Over the past two years, there has been a marked emphasis on healthy school environments and increasing availability of nutritious foods, according to School Nutrition Association (SNA)’s School Nutrition Operations Report: The State of School Nutrition 2007. Released last week, the report is an updated version of a similar report issued in May 2005. It was based on a survey of 1,200 school nutrition directors around the US, and benchmarks detailed information impacting school nutrition programs.
The report found that 97 percent of schools offer fat-free or low-fat milk, 96 percent offer fresh fruits and vegetables, 88 percent offer salad bars or pre-packaged salads, and 81 percent offer yogurt and yogurt drinks. In addition, from-scratch baked items are available in 63 percent of schools, and vegetarian meals in 52 percent. The availability of locally grown fruits and vegetables also increased to 32 percent of schools.

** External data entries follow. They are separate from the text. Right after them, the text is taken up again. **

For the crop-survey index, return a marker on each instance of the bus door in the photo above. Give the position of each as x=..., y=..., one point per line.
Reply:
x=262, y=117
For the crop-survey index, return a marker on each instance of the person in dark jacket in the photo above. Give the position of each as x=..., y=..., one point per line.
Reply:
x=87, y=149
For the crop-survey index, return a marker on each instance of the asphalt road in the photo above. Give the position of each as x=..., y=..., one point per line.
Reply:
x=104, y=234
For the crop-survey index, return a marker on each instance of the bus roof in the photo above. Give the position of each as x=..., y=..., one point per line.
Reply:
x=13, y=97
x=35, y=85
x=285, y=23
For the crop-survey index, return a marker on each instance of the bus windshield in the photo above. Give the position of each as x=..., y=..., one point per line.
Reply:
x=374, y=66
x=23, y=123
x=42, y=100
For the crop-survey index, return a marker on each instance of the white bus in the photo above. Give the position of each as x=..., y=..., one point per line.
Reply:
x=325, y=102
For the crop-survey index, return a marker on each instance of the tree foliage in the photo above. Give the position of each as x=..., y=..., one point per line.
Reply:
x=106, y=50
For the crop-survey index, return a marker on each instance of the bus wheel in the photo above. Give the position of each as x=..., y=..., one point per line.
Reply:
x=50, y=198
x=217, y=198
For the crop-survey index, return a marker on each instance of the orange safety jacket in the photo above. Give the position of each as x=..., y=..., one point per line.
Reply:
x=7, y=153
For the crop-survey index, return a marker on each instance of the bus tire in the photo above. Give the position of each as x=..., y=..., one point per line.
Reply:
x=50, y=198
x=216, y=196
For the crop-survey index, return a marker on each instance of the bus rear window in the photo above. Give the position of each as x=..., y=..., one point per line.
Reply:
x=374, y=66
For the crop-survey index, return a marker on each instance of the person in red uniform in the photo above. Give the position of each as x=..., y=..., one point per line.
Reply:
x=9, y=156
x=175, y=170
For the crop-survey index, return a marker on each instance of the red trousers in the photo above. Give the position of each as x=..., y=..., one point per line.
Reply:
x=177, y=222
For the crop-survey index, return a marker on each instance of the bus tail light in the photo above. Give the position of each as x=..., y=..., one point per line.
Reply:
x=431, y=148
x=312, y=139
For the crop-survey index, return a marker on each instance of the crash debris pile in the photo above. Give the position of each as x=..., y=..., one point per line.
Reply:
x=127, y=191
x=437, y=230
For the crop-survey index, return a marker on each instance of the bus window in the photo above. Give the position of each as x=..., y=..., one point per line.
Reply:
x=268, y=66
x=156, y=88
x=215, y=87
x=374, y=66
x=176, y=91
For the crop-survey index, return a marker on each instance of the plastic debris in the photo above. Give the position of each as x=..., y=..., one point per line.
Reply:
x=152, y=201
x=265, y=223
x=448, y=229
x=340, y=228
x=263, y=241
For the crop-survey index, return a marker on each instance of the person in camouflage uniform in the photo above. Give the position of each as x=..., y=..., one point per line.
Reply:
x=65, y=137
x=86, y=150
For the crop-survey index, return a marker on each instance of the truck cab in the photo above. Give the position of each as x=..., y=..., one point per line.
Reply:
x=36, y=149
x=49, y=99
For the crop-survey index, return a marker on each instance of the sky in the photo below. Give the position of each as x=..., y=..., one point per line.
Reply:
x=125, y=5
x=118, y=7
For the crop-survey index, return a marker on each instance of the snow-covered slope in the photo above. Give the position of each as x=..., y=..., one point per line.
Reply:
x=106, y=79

Under terms of the Child Nutrition and WIC Reauthorization Act, as of July 1, 2006 every school that participates in the school lunch or school breakfast program- the large majority of US schools- was required to have a local wellness policy in place. The policy, designed to address the problem of childhood obesity, requires that schools set nutrition standards for all foods sold in school, including in vending machines, a la carte lines, and school stores. According to SNA, many of the positive changes cited in its latest reports are due in part to the implementation of local wellness policies this past school year.